Korea to Ease Cryptocurrency Trading Rule, Greatly Confident
May 8, 2018 5:22 am,
Yoon Suk-heun, Korean Financial Supervisory Service (FSS) Governor trusts that the cryptocurrency market will become stable following better clarity in the guideline. This constancy will permit the industry to generate more facilities and products. In turn, this will permit the whole market to increase.
During his public speech after he was formally selected by President Moon Jae-in to the top location in the government activity, Yoon spoke of teamwork between the FSS and the Financial Services Commission. When asked about the specifics of approaching digital currency regulation, the new Governor failed to comment. Instead, he admitted that there were numerous areas that desired attention:
“There are a lot of problems that necessity to be spoken and revised. We can figure them out but progressively.”
Yoon will take up his new part legitimately on May 8th. He will then grip a press meeting that will no doubt address cryptocurrency once over, as well as other economic matters facing the nation of Korea. Attending this meeting will be local and foreign media.

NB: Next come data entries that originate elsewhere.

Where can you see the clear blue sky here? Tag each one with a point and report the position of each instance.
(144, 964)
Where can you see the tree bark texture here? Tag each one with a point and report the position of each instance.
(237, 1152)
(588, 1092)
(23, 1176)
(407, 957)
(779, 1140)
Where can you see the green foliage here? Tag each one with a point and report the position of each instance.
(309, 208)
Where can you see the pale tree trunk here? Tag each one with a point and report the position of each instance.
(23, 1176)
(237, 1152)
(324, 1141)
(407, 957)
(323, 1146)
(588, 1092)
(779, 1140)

The FSC and the FSS are both Korea’s financial regulators. The FSC proceeds the role of inspection and watching rules applied by the FSS. Former, these regulators disqualified Korean citizens from generating unidentified cryptocurrency trading accounts. This guideline also has forbidden minors from using digital currency connections.
For now, Korean lawmakers are vigorously looking for a reversal of the ICO ban that was professed in September 2017. The rule specified that all initial coin offerings but those that met certain agreed-upon circumstances were to be banned. Though, a new bill is being recruited that would authorize upcoming ICOs, although it is supposed that it could take several months to see a decision on the planned bill.